Joyeux, de trouver maintenant dans toutes les villes qu’il traversait des frères à entretenir, lui qui si peu de temps auparavant s’était avancé le premier, le flambeau de la vérité à la main, sur un monde entièrement plongé dans les ténèbres de la superstition et du péché, Paul s’arrêta sept jours avec les disciples de Tyr, comme naguère avec ceux de Troas. Ces sept jours lui suffirent pour se les attacher, comme s’il leur avait apporté lui-même l’Évangile. Quoi de plus touchant que cette scène dans laquelle il nous est raconté en paroles si simples comment les Tyriens prirent congé de l’apôtre ? — Ces jours-là, étant passés, nous partîmes et nous nous mîmes en chemin, étant conduits de tous avec leurs femmes et leurs enfants, jusque hors de la ville, et ayant mis les genoux en terre sur le rivage, nous fîmes la prière. Et après nous être embrassés les uns les autres, nous montâmes sur le navire et les autres retournèrent chez eux.
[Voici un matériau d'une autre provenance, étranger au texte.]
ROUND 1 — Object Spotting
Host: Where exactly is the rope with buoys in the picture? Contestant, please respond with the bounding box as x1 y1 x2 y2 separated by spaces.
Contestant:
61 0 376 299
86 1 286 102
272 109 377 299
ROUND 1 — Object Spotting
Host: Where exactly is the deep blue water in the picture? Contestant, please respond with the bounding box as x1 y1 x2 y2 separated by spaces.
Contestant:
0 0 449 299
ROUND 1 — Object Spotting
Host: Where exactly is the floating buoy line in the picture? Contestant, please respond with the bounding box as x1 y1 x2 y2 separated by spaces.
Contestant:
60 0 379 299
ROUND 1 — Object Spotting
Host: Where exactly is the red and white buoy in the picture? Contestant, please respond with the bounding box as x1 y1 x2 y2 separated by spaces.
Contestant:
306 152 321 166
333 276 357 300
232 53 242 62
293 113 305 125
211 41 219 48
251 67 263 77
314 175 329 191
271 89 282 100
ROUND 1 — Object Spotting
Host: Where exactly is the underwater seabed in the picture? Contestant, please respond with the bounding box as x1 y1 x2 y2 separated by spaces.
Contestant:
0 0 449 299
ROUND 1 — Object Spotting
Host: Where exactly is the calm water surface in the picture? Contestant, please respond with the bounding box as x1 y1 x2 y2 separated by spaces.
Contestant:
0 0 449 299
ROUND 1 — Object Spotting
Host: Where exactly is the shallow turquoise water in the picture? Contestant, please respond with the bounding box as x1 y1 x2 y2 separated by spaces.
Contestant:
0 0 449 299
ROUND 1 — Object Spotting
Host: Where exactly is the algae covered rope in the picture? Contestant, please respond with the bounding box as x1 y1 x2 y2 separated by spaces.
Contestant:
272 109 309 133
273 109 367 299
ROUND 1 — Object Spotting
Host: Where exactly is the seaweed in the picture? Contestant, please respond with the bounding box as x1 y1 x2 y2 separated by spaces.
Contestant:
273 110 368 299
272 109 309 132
Ah ! il est bien vrai que l’Évangile qui nous donne un cœur nouveau pour aimer le Seigneur, nous donne aussi un cœur nouveau pour nous aimer les uns les autres. O vous qui rêvez pour l’humanité un âge d’or où il n’y aurait plus de rivalités, plus de guerres, plus de jalousies, plus de défiances, plus de haines, où tous ne seraient plus qu’un cœur et qu’une âme, n’allez donc pas chercher bien loin dans des rêves sans fondement, ce qu’on vous offre, ce qu’on vous montre dans une si touchante et si réalisable réalité. Trouvez-moi quelque chose de plus cordial, de plus vrai, de plus fraternel, de plus idéal, si vous le voulez, que l’affection témoignée à Paul et à ses compagnons, je ne dis pas par les pasteurs d’Éphèse au milieu desquels il avait passé trois ans, mais par ces femmes et ces enfants de Tyr dont il ne connaissait pas même l’existence sept jours auparavant ! Et que l’Évangile soit annoncé aux barbares les plus abrutis ou les plus cruels, si leur cœur se rend à l’Évangile, partout, en tout temps, vous lui verrez porter les mêmes fruits. C’est à tel point qu’en relisant les récits de mon texte, je n’ai pu m’empêcher de les rapprocher des paroles que le missionnaire Cazalis écrivait, il n’y a pas dix-huit siècles, mais hier encore, au moment de quitter les ci-devant cannibales auxquels il avait appris à connaître à leur tour le seul nom donné aux hommes par lequel ils puissent être sauvés : « J’ai fait mes adieux à mon troupeau, et vous ne sauriez croire avec quelle difficulté je m’en suis arraché. Je tremble encore en pensant aux « scènes émouvantes par lesquelles j’ai dû passer. Je savais bien que les Bassoutos m’aimaient, mais jamais je n’aurais cru qu’ils m’aimassent à ce point. Ce n’a été que réunions, assemblées publiques, pour me témoigner les regrets, la douleur, qu’occasionne mon départ. Les noms les plus tendres m’ont été prodigués. On est venu des quartiers environnants me saluer par bandes. Les cavaliers arrivés devant ma porte voulaient tous me parler, me toucher la main, me crier encore une fois : Va en paix ! et que ta bénédiction nous reste ! Que Dieu te conduise et te garde ! Prie aussi Dieu pour nous ! »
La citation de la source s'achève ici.